Aunt Dahlia came up like a rocket from the depths of gloom in which she had been wallowing. Her face, always red owing to hunting in all weathers in her youth, took on a deeper vermilion.
"Jeeves, you've hit it! I see what you mean. She would be so all over him for his plucky conduct that she couldn't decently fail to come through about the serial."
"Precisely, madam."
"Thank you, Jeeves."
"Not at all, madam."
"When, many years hence, you hand in your dinner pail, you must have your brain pickled and presented to the nation. It's a colossal scheme, don't you think, Bertie?"
I had been listening to the above exchange of remarks without a trace of Aunt Dahlia's enthusiasm, for I had spotted the flaw in the thing right away - to wit, the fact that I was not lying stunned. I now mentioned this.

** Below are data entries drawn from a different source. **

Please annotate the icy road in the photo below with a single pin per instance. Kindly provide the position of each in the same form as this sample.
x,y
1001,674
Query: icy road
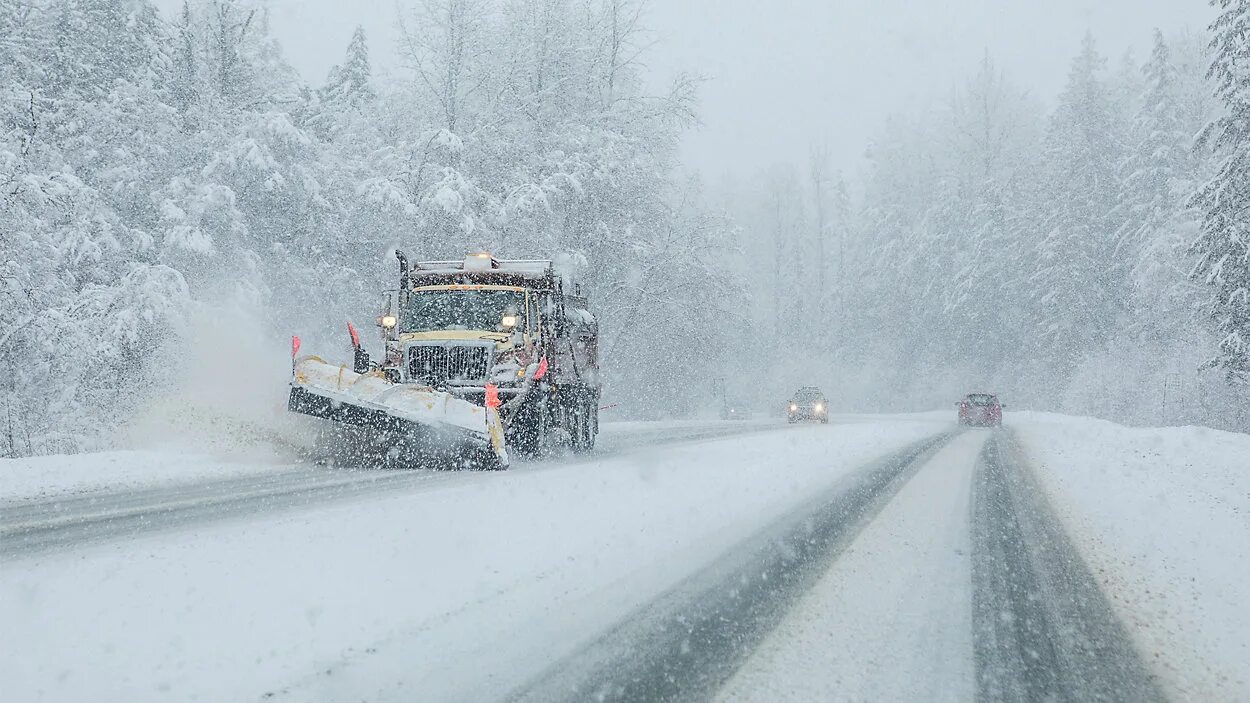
x,y
878,558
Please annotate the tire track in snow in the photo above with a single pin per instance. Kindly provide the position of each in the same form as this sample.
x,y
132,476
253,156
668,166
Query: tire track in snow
x,y
1044,629
689,642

"Oh, that?" said Aunt Dahlia. "We can arrange that. I could give you a tap on the head with…with what, Jeeves ?"
"The gong stick suggests itself, madam."
"That's right, with the gong stick. And there we'll be."
"Well, good-night, all," I said. "I'm turning in."

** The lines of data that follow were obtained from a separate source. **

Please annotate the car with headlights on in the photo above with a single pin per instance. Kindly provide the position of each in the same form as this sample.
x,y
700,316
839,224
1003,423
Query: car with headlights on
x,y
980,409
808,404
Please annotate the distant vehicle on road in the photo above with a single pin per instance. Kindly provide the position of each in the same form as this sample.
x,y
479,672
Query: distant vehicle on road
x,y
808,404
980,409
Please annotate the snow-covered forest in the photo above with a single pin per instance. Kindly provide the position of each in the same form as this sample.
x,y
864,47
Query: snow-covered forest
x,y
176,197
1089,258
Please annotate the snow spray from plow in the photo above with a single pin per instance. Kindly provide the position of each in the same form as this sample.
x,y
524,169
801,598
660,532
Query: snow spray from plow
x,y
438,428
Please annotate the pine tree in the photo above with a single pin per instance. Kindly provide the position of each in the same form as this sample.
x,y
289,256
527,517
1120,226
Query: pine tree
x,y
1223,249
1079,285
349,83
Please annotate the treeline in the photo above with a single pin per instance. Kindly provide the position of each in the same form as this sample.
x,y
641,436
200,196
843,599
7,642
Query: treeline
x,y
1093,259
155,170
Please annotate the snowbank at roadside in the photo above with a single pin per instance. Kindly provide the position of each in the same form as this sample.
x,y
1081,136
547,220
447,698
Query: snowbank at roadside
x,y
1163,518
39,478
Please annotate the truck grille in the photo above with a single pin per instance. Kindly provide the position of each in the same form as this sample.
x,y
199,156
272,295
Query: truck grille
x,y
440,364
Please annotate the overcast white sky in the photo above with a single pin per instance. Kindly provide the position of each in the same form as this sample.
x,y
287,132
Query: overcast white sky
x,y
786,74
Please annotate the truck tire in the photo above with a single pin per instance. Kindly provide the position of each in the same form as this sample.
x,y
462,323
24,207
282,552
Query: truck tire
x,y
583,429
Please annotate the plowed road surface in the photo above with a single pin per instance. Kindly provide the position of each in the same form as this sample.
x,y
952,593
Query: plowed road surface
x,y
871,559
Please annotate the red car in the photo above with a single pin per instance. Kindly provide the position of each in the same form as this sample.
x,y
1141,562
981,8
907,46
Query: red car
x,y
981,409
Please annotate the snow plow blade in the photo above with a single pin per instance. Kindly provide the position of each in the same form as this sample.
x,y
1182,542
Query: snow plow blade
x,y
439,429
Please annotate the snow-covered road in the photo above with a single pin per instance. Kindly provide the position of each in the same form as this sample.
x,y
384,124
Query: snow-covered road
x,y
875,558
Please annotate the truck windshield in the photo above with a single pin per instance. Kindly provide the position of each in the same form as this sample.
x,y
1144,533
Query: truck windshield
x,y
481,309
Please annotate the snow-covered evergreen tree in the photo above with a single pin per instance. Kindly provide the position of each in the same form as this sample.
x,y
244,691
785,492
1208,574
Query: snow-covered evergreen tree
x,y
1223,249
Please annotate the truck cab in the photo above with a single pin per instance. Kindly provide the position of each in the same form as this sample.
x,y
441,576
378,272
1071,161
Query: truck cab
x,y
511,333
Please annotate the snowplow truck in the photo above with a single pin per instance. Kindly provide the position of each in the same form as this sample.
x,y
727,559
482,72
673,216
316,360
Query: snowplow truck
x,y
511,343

She stared at me like an aunt unable to believe her ears.
"You mean you won't play ball?"
"I do."
"Think well, Bertram Wooster. Reflect what the harvest will be. Not a smell of Anatole's cooking will you get for months and months and months. He will dish up his Sylphides a la creme d'Ecrevisses and his Timbales de Ris de Veau Toulousaines and what not, but you will not be there to dig in and get yours. This is official."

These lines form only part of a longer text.